Douglas A. McIntyre is the co-founder, chief executive officer and editor in chief of 24/7 Wall St. and 24/7 Tempo. He has held these jobs since 2006.

McIntyre has written thousands of articles for 24/7 Wall St. He is an expert on corporate finance, the automotive industry, media companies and international finance. He has edited articles on national demographics, sports, personal income and travel.

His work has been quoted or mentioned in The New York Times, The Wall Street Journal, Los Angeles Times, The Washington Post, NBC News, Time, The New Yorker, HuffPost USA Today, Business Insider, Yahoo, AOL, MarketWatch, The Atlantic, Bloomberg, New York Post, Chicago Tribune, Forbes, The Guardian and many other major publications. McIntyre has been a guest on CNBC, the BBC and television and radio stations across the country.

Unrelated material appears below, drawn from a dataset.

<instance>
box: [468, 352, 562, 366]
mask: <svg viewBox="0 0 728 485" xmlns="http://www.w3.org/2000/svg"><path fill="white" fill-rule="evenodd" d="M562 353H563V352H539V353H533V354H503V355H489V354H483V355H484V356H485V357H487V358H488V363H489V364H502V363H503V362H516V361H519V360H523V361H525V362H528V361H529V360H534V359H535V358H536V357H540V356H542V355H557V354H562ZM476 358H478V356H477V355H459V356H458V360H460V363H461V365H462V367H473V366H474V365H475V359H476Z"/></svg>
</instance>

A magna cum laude graduate of Harvard College, McIntyre also was president of The Harvard Advocate. Founded in 1866, the Advocate is the oldest college publication in the United States.

TheStreet.com, Comps.com and Edgar Online are some of the public companies for which McIntyre served on the board of directors. He was a Vicinity Corporation board member when the company was sold to Microsoft in 2002. He served on the audit committees of some of these companies.

McIntyre has been the CEO of FutureSource, a provider of trading terminals and news to commodities and futures traders. He was president of Switchboard, the online phone directory company. He served as chairman and CEO of On2 Technologies, the video compression company that provided video compression software for Adobe’s Flash. Google bought On2 in 2009.